The first step in overcoming impotence is to find out which type you have. Physical impotence is caused by nerve damage (often as a result of injury or chronic conditions such as diabetes) or poor circulation in the penis (often caused by fatty deposits in penile blood vessels). In addition, certain drugs can cause physical impotence. Nine out of 10 cases of impotence are of physical origin.
Psychological impotence stems from emotional stress, depression or strife within your personal relationship. If you have this form of impotence, your best bet is psychotherapy or couples counseling. About 10% of all cases of impotence have a psychological basis.
How can you tell physical from psychological impotence? Find out whether you have erections during sleep. There are fancy machines for measuring “nocturnal penile tumescence.” But you don’t need them. Here’s a simple, inexpensive test you can do at home.
Just before going to bed, use tape to fasten a perforated strip of stamps around the base of your penis. Don’t wrap your penis too tightly. You should be able to slip a coin between the stamps and your skin. In the morning, check to see if the strip of stamps has broken. Do this every night for a week.
If you’re consistently breaking the stamps, odds are you have a psychological problem. Consider asking your doctor for referral to a therapist. If you’re not breaking the stamps, your problem is probably physical. If so, your next step is to determine whether any medication you’re taking is the culprit.
A variety of over-the-counter (OTC) and prescription drugs and many herbal remedies can cause impotence. These include decongestants containing pseudoephedrine, blood pressure medications, especially beta-blockers such as propranolol (Inderal) and atenolol (Tenormin) and selective serotonin reuptake inhibitor (SSRI) antidepressants such as fluoxetine (Prozac) and sertraline (Zoloft).

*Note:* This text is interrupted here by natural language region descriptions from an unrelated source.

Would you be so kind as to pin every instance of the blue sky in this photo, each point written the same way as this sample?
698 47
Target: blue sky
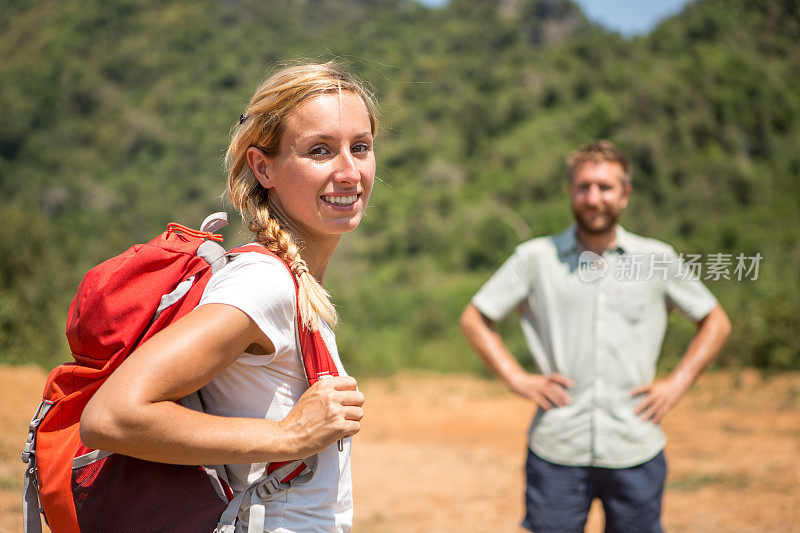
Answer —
629 17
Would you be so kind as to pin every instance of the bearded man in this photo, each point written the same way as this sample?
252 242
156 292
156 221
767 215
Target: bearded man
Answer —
593 304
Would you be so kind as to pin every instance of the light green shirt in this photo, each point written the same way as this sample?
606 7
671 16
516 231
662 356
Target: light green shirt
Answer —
601 322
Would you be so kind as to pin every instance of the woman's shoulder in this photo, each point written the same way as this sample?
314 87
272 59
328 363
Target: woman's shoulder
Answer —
255 276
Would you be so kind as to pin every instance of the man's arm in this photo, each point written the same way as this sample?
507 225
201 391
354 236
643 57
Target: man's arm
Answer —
662 395
546 391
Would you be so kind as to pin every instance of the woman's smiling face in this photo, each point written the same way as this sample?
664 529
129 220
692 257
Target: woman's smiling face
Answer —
323 174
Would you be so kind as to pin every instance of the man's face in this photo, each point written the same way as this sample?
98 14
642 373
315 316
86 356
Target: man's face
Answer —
598 194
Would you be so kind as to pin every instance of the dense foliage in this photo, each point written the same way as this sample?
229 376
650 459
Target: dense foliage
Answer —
114 117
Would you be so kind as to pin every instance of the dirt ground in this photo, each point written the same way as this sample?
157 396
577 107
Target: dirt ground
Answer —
444 453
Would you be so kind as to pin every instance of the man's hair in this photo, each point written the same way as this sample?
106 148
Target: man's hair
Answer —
598 151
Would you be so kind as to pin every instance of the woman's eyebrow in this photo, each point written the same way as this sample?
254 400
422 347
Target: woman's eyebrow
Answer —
329 137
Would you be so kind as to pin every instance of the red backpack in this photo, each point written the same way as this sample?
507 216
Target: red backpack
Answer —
120 304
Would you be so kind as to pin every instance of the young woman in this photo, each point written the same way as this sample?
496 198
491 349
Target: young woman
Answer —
301 167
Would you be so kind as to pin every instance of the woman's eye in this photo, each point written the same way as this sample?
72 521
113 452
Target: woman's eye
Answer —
319 150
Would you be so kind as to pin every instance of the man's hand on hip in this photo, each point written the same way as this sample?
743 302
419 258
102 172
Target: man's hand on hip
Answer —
547 391
660 396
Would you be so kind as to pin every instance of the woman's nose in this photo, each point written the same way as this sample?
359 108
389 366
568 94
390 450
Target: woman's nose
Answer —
347 168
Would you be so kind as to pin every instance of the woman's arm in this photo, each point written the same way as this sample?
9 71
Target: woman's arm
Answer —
135 413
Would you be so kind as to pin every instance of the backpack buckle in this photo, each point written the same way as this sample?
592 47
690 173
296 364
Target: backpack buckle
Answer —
30 441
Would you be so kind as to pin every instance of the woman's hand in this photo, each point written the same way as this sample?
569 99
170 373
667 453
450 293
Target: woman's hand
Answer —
328 411
546 390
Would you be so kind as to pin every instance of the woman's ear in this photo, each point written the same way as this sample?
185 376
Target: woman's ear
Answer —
259 164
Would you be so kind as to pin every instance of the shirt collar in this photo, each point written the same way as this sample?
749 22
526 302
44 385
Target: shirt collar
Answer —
567 242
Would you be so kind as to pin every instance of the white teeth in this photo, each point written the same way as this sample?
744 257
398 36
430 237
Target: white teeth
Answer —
341 200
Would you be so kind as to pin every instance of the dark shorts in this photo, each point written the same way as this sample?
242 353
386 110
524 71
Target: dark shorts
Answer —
558 497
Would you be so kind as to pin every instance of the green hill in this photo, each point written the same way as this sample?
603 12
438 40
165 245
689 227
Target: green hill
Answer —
114 117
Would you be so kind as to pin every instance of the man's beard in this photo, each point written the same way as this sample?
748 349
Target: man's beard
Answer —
609 220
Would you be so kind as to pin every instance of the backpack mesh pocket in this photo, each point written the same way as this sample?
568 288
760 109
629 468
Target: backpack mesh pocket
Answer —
120 493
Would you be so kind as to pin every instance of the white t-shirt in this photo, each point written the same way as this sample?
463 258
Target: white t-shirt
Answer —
268 386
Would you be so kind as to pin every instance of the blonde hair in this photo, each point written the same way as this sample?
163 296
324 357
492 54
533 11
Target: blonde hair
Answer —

If you suspect that your impotence is a side effect of a drug, ask your doctor about switching to another drug. If drugs don’t seem to be causing your impotence, consider trying one of the natural remedies that are effective against impotence. These include…
• Ginkgo biloba
Good circulation to the penis is essential for good erections, and this potent blood thinner helps boost circulation throughout the body. In a study conducted by Alan Cohen, MD, of the University of California at San Francisco, 32 of 37 patients with sexual problems (including impotence and inability to achieve orgasm) got better when they took 120 mg of ginkgo extract twice a day.
Although it’s best known as a mild stimulant, ginseng is also effective against impotence. Two varieties of ginseng are readily available Panax ginseng and Panax quinquifolius. These can be taken as a tea, in capsule form (take one or two daily) or liquid extract (one or two dropperfuls a day). Be sure to take it in the morning. Taken in the evening, its stimulant properties can cause insomnia. Never combine ginseng with coffee or any other stimulant food or drug.
Made from the bark of a West African tree, yohimbe is often touted as a cure for impotence. Unfortunately, it can raise blood pressure and heart rate and cause anxiety, dizziness, headache and tremor. A pharmaceutical form of the herb, yohimbine, is available by prescription. However, I don’t recommend either version of the herb because of these disturbing side effects.